Positionally speaking, if any event is already more likely than the counterpart, vertical 'hand insensitive' spots considered shoe per shoe will be even more likely or not, meaning that shoe single digit numbers will deviate from a supposedly perfect random world.

Acting this way we're discarding most of the strong unlikely deviated situations being the heaven for recreational players and the hell for serious long term winners. As they are constituting few spots along the shoe number formation.

Moreover an interesting study has found out that rare events tend to come out in clusters then declining in probability.
The authors of this study claimed that such findings wouldn't get an advantage over gambling games.
We disagree. 

as.

I think that in the complicated gambling world people raised their expertise in different fields, about managing worst drawdowns you seem to be very prepared.

And btw, anyone stating that random successions can be controlled in player's favor no matter what, should get more emphasis than those saying that a game is not so random thus potentially producing a player's edge.
So congratulations are for you.

It's a fact that baccarat scholars like to stay on their findings, without trying to get inputs from  other players to possibly improve their strategy. And this is a pity, imo.

I still consider baccarat as a finite unrandom and multiple factor asymmetrical game; but those features on average will be very slight placed, and not happening valuably at every shoe dealt.

If a MM might get the best of it by wagering every shoe dealt, well chapeau!, yet I prefer to win by a strict flat betting procedure. That's all.

as.

Hi Alba!


1. Flat betting will be done, which is bound to lose as you can not find any logic to get more wins than losses in Player, in the long run or way to offset house fees if you choose Banker.

That's absolutely true whether a static probability will act per each single outcome (roulette, for example), thus every outcome registered in infinite sub successions will invariably get the same  values dictated by math.
However baccarat outcome probabilities belong to a dynamic world obviously affected by the actual card distribution forming infinite sub successions that are not fitting the math values they should get even after thousands and thousands of shoes dealt.

It's altogether natural to know that single shoe dynamic probabilities will increasingly merge toward the expected math values that in the state of art of baccarat were considered just in B/P terms. (side bets aside).

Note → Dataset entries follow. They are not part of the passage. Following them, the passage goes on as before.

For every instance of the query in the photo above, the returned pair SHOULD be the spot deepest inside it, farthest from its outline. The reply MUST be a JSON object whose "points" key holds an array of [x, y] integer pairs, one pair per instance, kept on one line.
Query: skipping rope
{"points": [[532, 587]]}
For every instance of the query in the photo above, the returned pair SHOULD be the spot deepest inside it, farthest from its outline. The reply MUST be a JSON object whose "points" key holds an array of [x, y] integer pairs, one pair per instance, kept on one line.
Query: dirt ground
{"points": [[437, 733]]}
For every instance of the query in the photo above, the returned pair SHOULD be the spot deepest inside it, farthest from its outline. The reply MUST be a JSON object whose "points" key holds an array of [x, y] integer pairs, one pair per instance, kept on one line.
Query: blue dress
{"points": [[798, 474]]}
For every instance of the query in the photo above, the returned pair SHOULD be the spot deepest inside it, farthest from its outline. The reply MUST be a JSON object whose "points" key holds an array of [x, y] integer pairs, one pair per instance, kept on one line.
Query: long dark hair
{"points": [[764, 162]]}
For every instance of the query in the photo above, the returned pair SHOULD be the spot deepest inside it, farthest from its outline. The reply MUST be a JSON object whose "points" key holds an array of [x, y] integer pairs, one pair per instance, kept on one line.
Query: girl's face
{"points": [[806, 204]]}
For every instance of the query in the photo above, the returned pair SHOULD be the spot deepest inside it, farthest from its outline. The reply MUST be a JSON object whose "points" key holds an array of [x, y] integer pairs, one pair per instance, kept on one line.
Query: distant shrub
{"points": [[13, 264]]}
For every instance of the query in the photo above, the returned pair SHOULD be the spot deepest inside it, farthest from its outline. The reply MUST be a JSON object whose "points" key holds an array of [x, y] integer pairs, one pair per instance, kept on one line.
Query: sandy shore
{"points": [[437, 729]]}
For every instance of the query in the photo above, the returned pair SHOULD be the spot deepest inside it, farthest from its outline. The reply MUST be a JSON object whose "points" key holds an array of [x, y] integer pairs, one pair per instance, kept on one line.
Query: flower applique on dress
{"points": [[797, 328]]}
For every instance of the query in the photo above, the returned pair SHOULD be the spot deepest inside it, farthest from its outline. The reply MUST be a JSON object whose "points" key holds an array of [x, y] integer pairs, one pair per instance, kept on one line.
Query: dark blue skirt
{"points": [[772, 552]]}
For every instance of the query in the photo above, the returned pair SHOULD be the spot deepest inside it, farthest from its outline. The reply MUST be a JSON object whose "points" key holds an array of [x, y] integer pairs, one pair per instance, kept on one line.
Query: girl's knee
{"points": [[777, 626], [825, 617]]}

That is by unbeatable terms.

2. Crazy progressions will lose even more and faster
      and I firmly believe that both are set in stone. Only difference one can make is doing either of these two:
1. Somehow manage more wins than losses in number to offset the house edge and house fees and win flat bet;or
2. Somehow win more money and lose less despite more losses than wins(in numbers) and that too without any order.


Again, you are 100% correct.

If I'm playing a 50.68%/49.32% probability (where 50.68% is EV-) knowing that no one hand wil fit this probability value but just itlr, I'm not doing myself a favor.
To get my progression to win I need to transform that 50.68% into a profitable 51.3% (at least) and that 49.32 into a 50.1 (at least).

Thus no one progression will get the best of it until such values will be reached itlr.
The idea and claims stating that a progressive plan may be in the positive field for long can be easily disproved by a sd study (and common sense).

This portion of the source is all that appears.